Vertrauliche Kommunikation ist Grundbedingung der Informationsgesellschaft

Da musste das (kaum existente) Sommerloch gefüllt werden und Sascha Lobo springt ein: Facebook sei verfassungswidrig, titelt er auf SPON, weil es Chatinhalte auswertet. Was fogt ist eine Parforceritt durch die Grundlagen des Datenschutzes und der verfassungsrechtlichen Verankerung des Fernmeldegeheimnisses im Grundgesetz. Das beide zwar einander bedingen aber eigentlich zwei grundlegend unterschiedliche Schutzgedanken haben, fällt dabei unter den Tisch. Gekrönt wird das Ganze dann mit der Forderung, dass auch in Telemedien, also Informationsdiensten im Internet, die nicht Telekommunikation sind, z.B. Sozialen Medien, ein Telemediengeheimnis eingerichtet werden soll.
Nun muss nicht jeder, der sich zum Thema äußert die bis an die Verfassungswidrigkeit heranreichende intransparente Gesetzgebung in diesem Bereich kennen. Doch der einfache Blick in § 7 Absatz 2 Telemediengesetz oder in Art 5 Absatz 1 der Richtlinie 2002/58/EG hätte viel Licht ins künstlich geschaffene Dunkel gebracht. Denn sowohl die deutsche als auch die europäische Gesetzgebung bietet, was Sascha Lobo fordert. Die Kommunikation auch mittels, auf und in sozialen Medien muss vertraulich erfolgen. Anbieter haben sicherzustellen, dass nur mit ausdrücklicher Einwilligung der Betroffenen dieses Vertraulichkeit verletzt werden darf.

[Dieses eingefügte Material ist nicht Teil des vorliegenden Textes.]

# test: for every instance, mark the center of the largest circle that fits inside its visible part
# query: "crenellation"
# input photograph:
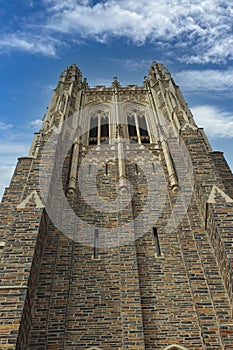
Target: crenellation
(131, 247)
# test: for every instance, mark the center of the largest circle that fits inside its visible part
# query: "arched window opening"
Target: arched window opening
(93, 133)
(104, 129)
(143, 129)
(132, 128)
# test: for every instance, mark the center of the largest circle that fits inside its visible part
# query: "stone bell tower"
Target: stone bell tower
(116, 230)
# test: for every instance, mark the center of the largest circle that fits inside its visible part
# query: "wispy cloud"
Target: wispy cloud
(35, 124)
(204, 80)
(133, 65)
(216, 122)
(203, 29)
(197, 31)
(32, 43)
(4, 126)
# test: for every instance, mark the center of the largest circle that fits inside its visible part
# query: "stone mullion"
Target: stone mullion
(137, 127)
(99, 129)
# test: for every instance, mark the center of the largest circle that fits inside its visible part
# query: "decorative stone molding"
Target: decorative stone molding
(32, 200)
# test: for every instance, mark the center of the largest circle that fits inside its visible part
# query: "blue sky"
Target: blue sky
(38, 39)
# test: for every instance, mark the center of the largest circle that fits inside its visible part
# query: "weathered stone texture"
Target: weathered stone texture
(133, 290)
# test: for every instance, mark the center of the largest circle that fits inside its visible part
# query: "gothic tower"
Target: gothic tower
(116, 230)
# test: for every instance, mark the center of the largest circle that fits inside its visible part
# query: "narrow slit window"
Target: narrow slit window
(93, 133)
(143, 129)
(104, 132)
(96, 244)
(153, 168)
(132, 128)
(156, 239)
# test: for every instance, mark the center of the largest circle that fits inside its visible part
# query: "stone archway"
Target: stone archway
(175, 347)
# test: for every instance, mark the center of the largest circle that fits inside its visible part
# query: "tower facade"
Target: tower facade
(116, 230)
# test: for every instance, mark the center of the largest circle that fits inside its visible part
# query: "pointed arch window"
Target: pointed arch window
(143, 129)
(137, 127)
(132, 130)
(104, 132)
(93, 133)
(99, 128)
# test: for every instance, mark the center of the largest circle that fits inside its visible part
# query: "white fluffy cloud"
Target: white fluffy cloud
(28, 43)
(4, 126)
(203, 29)
(204, 80)
(217, 123)
(197, 31)
(35, 124)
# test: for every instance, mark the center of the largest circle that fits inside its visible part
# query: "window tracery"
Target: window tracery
(137, 127)
(99, 128)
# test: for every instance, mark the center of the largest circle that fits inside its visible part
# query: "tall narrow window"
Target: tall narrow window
(93, 133)
(143, 129)
(96, 244)
(157, 245)
(104, 129)
(132, 128)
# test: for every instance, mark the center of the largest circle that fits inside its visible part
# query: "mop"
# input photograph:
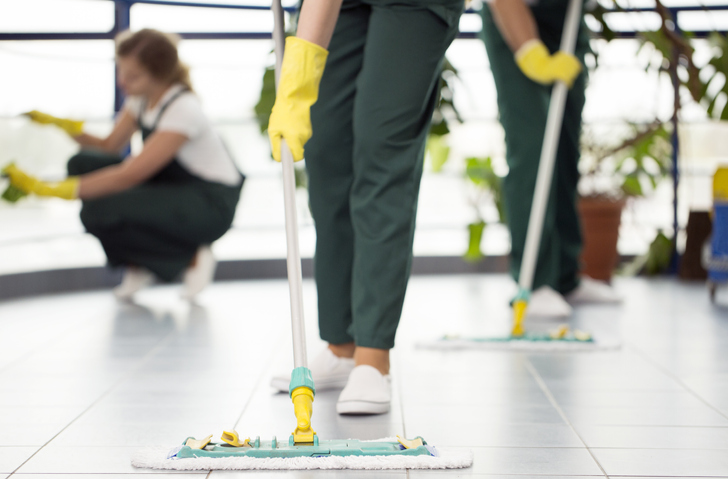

Noch ärgerlicher sind die dazu ergehenden Kommentare. Die Platitüde: "Im Internet ist eben nichts geheim" war allenthalben zu lesen. Auch wenn sie technisch und faktisch zutrifft, so kann sie doch nicht allen Ernstes eine Rechtfertigung für eine offensichtliche, massenweise und krasse Missachtung eines der fundamentalsten Grundsätze einer freiheitlichen Informationsgesellschaft sein. Die verfassungsrechtliche Verankerung des Fernmeldegeheimnisses und des Grundsatzes, dass nichtkörperliche Kommunikation vertraulich sein muss, ist doch keine alleinige Erfindung der Eltern des Grundgesetzes aus den Erfahrungen der Nazizeit. Sämtliche freiheitlichen Gesellschaften auf allen Kontinenten kennen dieses Prinzip. Und das aus gutem Grund. Denn nur so ist gewährleistet, dass die Fernkommunikationstechnologie durch die Nutzerinnen und Nutzer akzeptiert und zum Wohle der gesamten Gesellschaft genutzt wird. Informationsaustausch ist das Rückgrat der modernen Informationsgesellschaft. Dieser muss nicht nur aus Gründen des Schutzes der Privatssphäre des Einzelnen vertraulich erfolgen. Auch die Wirtschaft hat ein vitales Interesse daran, dass nur die Personen mitlesen, die dazu berechtigt sind. Und letztlich ist der Staat ebenfalls aus eigenem Interesse an der Wahrung der Vertraulichkeit der Kommunikation interessiert.
Es geht nicht (nur) um eine datenschutzrechtliches Thema. Sondern um die Frage, wie entwickelt sich die Nutzung sozialer Medien. Es muss Ziel sein, dass die unbestreitbaren Vorteile der weltweiten Vernetzung und des dadurch ermöglichten Informationsaustausches nicht dadurch gefährdet werden, dass aus egoistischen, betriebswirtschaftlichen Motiven das Vertrauen der Nutzerinnen und Nutzer in die Integrität und Vertraulichkeit der Kommunikation entäuscht wird. Mittelfristig bestünde die Gefahr, dass dann lediglich Trivialitäten den weltweiten Gedankenaustausch bestimmen, da kaum jemand ernsthafte Gedanken und Ideen einem System anvertrauen wird, bei dem er nicht sicher sein kann, ob zum einen die Information so beim Empfänger ankommt wie sie abgeschickt wurde und unsicher ist, wer noch an der Kommunikation teilhat. Insoweit ist Sascha Lobo zuzustimmen, dass es Zeit für eine ernsthafte und breite Diskussion über die Bedingungen der modernen Kommunikation ist.
Der Verlust der Vertraulickeitsanforderung wäre ein Rückschritt, der schlimmer als die Bespitzelung durch die Staatssicherheit in der DDR wäre. Denn da wusste man wenigstens aufgrund des Klackens in der Telefonleitung, dass man nicht nur mit der Tante im Westen telefonierte und grüßte daher auch ganz formvollendet die Genossin oder den Genossen von "Horch und Guck".